Here is my practice sequence from last week. I’ve been trying to rest a hip strain (the massage therapist and acupuncturist said it needs 4-12 WEEKS of rest), so this gentle sequence from Dr. Amrit Raj was much appreciated. (He was in town for a “Yoga & Ayurveda” workshop at Exhale.)
This is a light sequence, safe for anyone. We did about 10-20 reps each one. The numbers in front are just my mnemonic device. Start off sitting, with legs extended.

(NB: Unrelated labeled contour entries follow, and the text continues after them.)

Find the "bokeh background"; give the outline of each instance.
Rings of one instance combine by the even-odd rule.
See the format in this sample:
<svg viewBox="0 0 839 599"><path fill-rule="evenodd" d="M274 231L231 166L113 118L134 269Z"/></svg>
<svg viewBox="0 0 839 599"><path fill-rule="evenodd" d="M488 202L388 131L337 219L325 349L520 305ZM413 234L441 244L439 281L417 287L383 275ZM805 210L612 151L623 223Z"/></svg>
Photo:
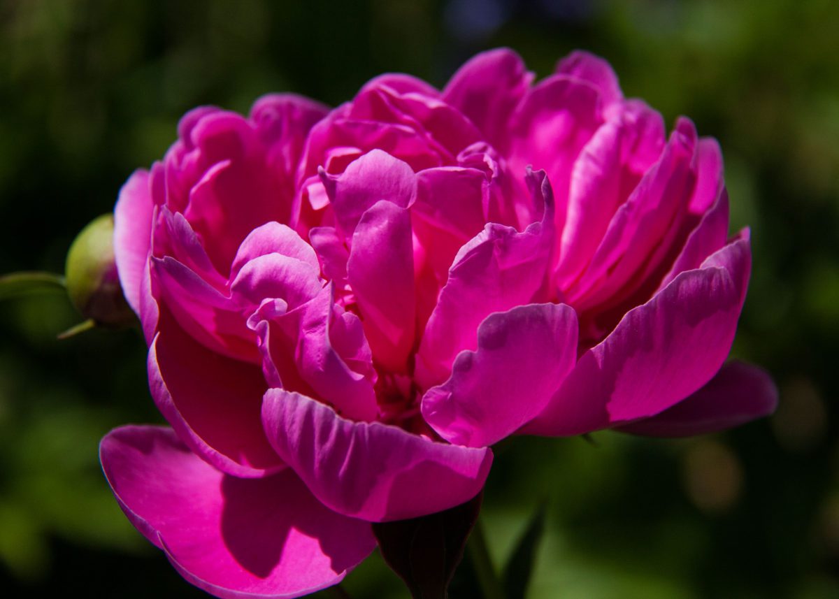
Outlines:
<svg viewBox="0 0 839 599"><path fill-rule="evenodd" d="M613 433L499 452L497 564L537 506L530 597L839 597L839 3L834 0L3 0L0 273L60 272L75 234L203 103L293 91L336 104L383 71L445 84L476 51L539 76L574 48L628 96L722 143L754 271L733 353L781 392L771 419L683 440ZM0 304L0 593L201 597L128 523L96 445L160 422L132 331L59 341L60 294ZM469 590L470 564L452 597ZM373 555L344 585L407 597ZM326 595L324 596L326 596Z"/></svg>

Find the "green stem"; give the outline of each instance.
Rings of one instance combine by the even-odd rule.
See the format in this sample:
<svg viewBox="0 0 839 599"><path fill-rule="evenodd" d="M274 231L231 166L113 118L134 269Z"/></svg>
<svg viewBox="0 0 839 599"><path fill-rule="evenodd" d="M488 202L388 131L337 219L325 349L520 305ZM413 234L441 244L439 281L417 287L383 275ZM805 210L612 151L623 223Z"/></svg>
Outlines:
<svg viewBox="0 0 839 599"><path fill-rule="evenodd" d="M504 599L501 582L492 566L492 560L489 556L487 539L483 535L483 527L481 525L480 518L475 523L466 550L469 551L472 567L475 568L483 599Z"/></svg>

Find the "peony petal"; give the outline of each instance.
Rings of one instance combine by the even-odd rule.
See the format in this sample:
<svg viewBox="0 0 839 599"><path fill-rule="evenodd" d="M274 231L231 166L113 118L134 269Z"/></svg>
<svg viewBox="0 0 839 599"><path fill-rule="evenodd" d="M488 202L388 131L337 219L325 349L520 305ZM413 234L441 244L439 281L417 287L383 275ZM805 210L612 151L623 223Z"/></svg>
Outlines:
<svg viewBox="0 0 839 599"><path fill-rule="evenodd" d="M655 437L704 435L768 416L777 405L778 388L766 371L731 362L687 398L618 430Z"/></svg>
<svg viewBox="0 0 839 599"><path fill-rule="evenodd" d="M149 384L178 435L221 471L258 477L283 466L260 423L260 367L207 350L166 312L149 352Z"/></svg>
<svg viewBox="0 0 839 599"><path fill-rule="evenodd" d="M169 429L123 426L100 460L128 519L190 582L223 599L281 599L339 582L375 547L369 523L325 508L290 470L235 478Z"/></svg>
<svg viewBox="0 0 839 599"><path fill-rule="evenodd" d="M443 100L468 117L490 143L503 149L508 143L510 116L533 78L513 50L482 52L452 76Z"/></svg>
<svg viewBox="0 0 839 599"><path fill-rule="evenodd" d="M701 268L680 274L583 354L524 432L579 435L618 425L659 414L696 391L728 355L750 268L744 234Z"/></svg>
<svg viewBox="0 0 839 599"><path fill-rule="evenodd" d="M242 242L231 267L231 279L235 279L247 263L269 253L288 256L319 268L315 250L294 229L279 222L268 222L255 228Z"/></svg>
<svg viewBox="0 0 839 599"><path fill-rule="evenodd" d="M410 213L385 200L367 210L347 269L376 361L404 372L416 327Z"/></svg>
<svg viewBox="0 0 839 599"><path fill-rule="evenodd" d="M608 62L583 50L575 50L556 65L556 72L593 85L600 91L604 105L623 99L618 76Z"/></svg>
<svg viewBox="0 0 839 599"><path fill-rule="evenodd" d="M128 305L140 314L140 285L149 268L154 204L147 170L135 170L119 190L113 211L113 254Z"/></svg>
<svg viewBox="0 0 839 599"><path fill-rule="evenodd" d="M323 276L331 280L347 279L350 252L334 227L315 227L309 232L309 241L317 253Z"/></svg>
<svg viewBox="0 0 839 599"><path fill-rule="evenodd" d="M448 509L475 497L492 461L488 448L438 443L396 426L352 422L314 399L268 389L265 431L277 452L325 505L372 522Z"/></svg>
<svg viewBox="0 0 839 599"><path fill-rule="evenodd" d="M324 185L338 224L347 237L362 215L380 200L406 208L416 196L416 176L411 168L382 150L373 150L353 161L334 179L326 174Z"/></svg>
<svg viewBox="0 0 839 599"><path fill-rule="evenodd" d="M423 397L423 418L451 443L497 443L545 409L576 349L576 314L564 304L490 315L478 327L477 350L458 354L449 380Z"/></svg>
<svg viewBox="0 0 839 599"><path fill-rule="evenodd" d="M556 201L556 230L562 231L571 168L602 122L597 90L555 75L531 88L511 117L508 170L520 176L529 165L544 169Z"/></svg>
<svg viewBox="0 0 839 599"><path fill-rule="evenodd" d="M487 316L530 303L542 288L553 244L553 200L544 171L528 180L545 203L542 221L521 233L488 224L458 253L417 352L414 376L424 388L449 377L460 352L476 348L476 331Z"/></svg>

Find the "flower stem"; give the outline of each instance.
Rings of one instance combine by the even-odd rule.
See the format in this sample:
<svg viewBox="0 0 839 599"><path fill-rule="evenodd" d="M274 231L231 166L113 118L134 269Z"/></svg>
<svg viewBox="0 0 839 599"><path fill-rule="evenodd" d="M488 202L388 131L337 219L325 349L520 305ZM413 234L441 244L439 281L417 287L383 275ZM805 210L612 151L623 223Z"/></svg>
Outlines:
<svg viewBox="0 0 839 599"><path fill-rule="evenodd" d="M481 586L481 594L483 596L483 599L504 599L501 583L495 573L495 568L492 566L492 560L489 556L487 539L483 534L483 527L481 525L480 519L475 523L475 528L472 529L466 549L469 551L469 557L472 559L472 567L475 568L475 574L478 585Z"/></svg>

10 – Flex toes about 10x (inhale point, exhale flex)
9 – Flex feet about 10x
8 – Circle ankles about 5x each way
7 – Flex knee about 10x each side (clasp foot, bend knee to chest, then straighten leg)
6 – Flex hips about 10x (butterfly position — inhale up, exhale forward)
5 – Round spine and roll forward and back about 10x
4 – On stomach, hold bow pose about 30 seconds
– Rock forward and back about 10x
– Rock side to side about 10x
3 – Clench fingers about 10x (sitting, with arms extended up)
2 – Flex hands about 10x
1 – Circle wrists about 5x each way
0 – Circle shoulders about 5x each way (with arms bent, hands on shoulders)
1 – Turn neck left, right, up, down about 5x
2 – Turn eyes left, right, up, down about 5x
Then 5 minutes of alternate nostril breathing
Then 5 minutes of meditation
I did this every morning last week, and by the middle of the week a chronic charley horse in my foot was completely gone.